Aussi, la direction rappelle que « L'alcool est un facteur très important des agressions à caractère sexuel. » « Nos étudiants ont exercé un très grand leadership pour ajouter des activités de formation sur la consommation responsable pour contrer les violences à caractère sexuel. Nos démarches restent cohérentes avec un campus sécuritaire et exempt de violence à caractère sexuel. »

« L'Université n'est pas un bar de plus à Sherbrooke »

Pour l'Université, il n'est pas question d'interdire ces rassemblements. « On est revenu sur le sens de ces activités. Le jeudi soir, l'Université de Sherbrooke ne se transforme pas en un bar supplémentaire en ville. Les activités de type 5 à 8 sont des moments où les étudiants se réunissent entre eux, fraternisent, socialisent avec les gens de leur programme, de leur faculté. C'est le sens des activités sociales. On a gardé le focus là-dessus. »

Mme Faucher insiste, l'Université de Sherbrooke doit être un endroit où les gens se sentent en sécurité. « On garde le focus sur un campus sécuritaire. On est en discussion avec les associations étudiantes. On est ouvert et en dialogue avec nos associations étudiantes sans compromis sur la sécurité. Quand on parle des invités, on a constaté que les facultés ont des habitudes différentes les unes les autres. [...] Il y a une certaine géométrie variable d'une faculté à l'autre.
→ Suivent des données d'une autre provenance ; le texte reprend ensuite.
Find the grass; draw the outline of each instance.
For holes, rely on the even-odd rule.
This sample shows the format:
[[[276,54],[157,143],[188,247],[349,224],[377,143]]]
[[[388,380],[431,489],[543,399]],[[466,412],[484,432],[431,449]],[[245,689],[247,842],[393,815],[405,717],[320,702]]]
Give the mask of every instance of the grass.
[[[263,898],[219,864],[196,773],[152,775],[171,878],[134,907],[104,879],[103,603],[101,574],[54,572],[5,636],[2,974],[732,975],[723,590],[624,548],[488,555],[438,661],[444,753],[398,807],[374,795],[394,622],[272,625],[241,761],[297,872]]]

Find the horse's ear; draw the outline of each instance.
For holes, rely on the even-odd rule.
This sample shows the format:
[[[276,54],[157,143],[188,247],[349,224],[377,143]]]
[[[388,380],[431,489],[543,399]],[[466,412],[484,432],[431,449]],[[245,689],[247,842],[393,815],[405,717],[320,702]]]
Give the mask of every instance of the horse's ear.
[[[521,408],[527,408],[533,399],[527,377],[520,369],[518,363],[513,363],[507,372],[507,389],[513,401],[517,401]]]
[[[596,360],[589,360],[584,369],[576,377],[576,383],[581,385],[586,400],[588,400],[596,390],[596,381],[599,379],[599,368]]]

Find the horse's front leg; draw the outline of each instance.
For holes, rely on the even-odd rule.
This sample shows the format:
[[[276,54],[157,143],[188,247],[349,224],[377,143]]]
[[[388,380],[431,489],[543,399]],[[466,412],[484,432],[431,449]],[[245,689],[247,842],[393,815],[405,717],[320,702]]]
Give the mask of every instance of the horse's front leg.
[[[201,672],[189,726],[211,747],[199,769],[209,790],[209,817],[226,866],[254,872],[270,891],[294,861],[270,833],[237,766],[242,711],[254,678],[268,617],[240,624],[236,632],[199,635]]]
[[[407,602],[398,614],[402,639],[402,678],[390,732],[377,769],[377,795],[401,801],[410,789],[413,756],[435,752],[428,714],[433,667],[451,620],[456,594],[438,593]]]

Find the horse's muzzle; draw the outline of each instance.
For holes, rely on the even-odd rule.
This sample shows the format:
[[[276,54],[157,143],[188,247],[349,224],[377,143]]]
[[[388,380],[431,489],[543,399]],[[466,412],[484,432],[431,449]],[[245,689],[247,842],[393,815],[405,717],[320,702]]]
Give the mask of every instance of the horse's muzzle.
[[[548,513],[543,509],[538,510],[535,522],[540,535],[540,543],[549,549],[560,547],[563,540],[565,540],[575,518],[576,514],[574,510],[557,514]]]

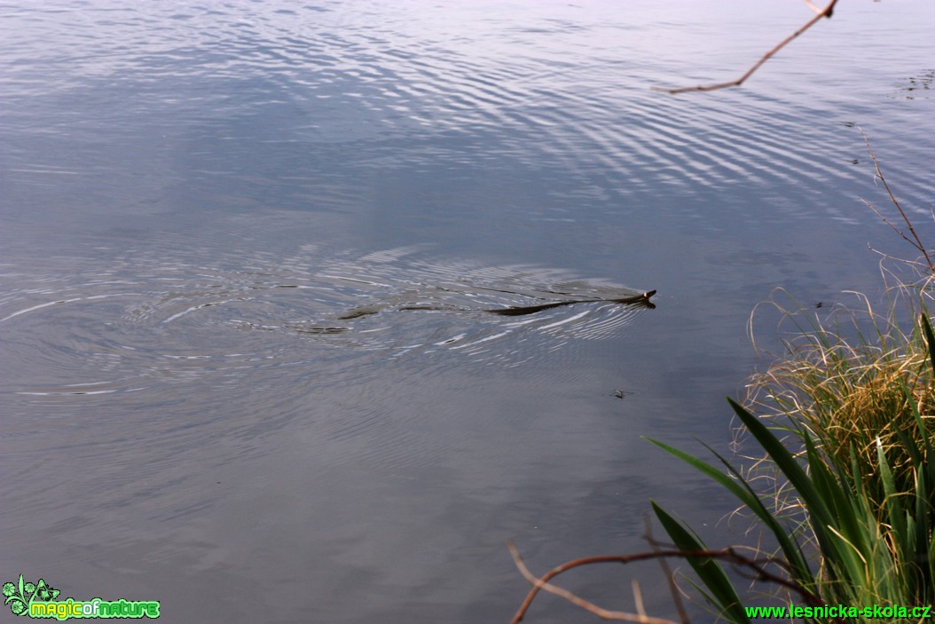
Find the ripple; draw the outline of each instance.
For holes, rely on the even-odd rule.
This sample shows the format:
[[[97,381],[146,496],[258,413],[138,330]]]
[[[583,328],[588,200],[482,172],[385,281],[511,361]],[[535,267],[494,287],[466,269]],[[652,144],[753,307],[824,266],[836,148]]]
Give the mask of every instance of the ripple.
[[[112,394],[291,367],[314,368],[324,383],[368,363],[426,369],[453,356],[518,366],[619,333],[645,309],[605,301],[632,289],[568,271],[439,262],[421,247],[242,268],[164,257],[128,255],[106,273],[73,260],[70,273],[20,275],[0,305],[0,336],[17,355],[7,387]],[[489,312],[543,304],[554,307]]]

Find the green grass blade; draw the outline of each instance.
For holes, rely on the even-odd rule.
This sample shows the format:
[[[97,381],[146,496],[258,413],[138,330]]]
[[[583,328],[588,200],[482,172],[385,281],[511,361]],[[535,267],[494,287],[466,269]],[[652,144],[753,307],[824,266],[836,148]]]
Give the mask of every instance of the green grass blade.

Les associations nous proposent des moyens pour s'assurer que les bonnes personnes arrivent comme invités, comment les reconnaître, les identifier. »

Espoir de trouver un terrain d'entente

Les discussions se poursuivent pour arriver à un consensus. « J'ai bon espoir qu'on va réussir à trouver un terrain d'entente et à s'entendre. Pour la grande majorité d'entre eux, ils comprennent très bien qu'il fallait faire quelque chose. Autant eux que nous, on ne veut pas qu'il arrive un accident fatal. Ça, on s'entend tous là-dessus, c'est sans équivoque », soutient Jocelyne Faucher.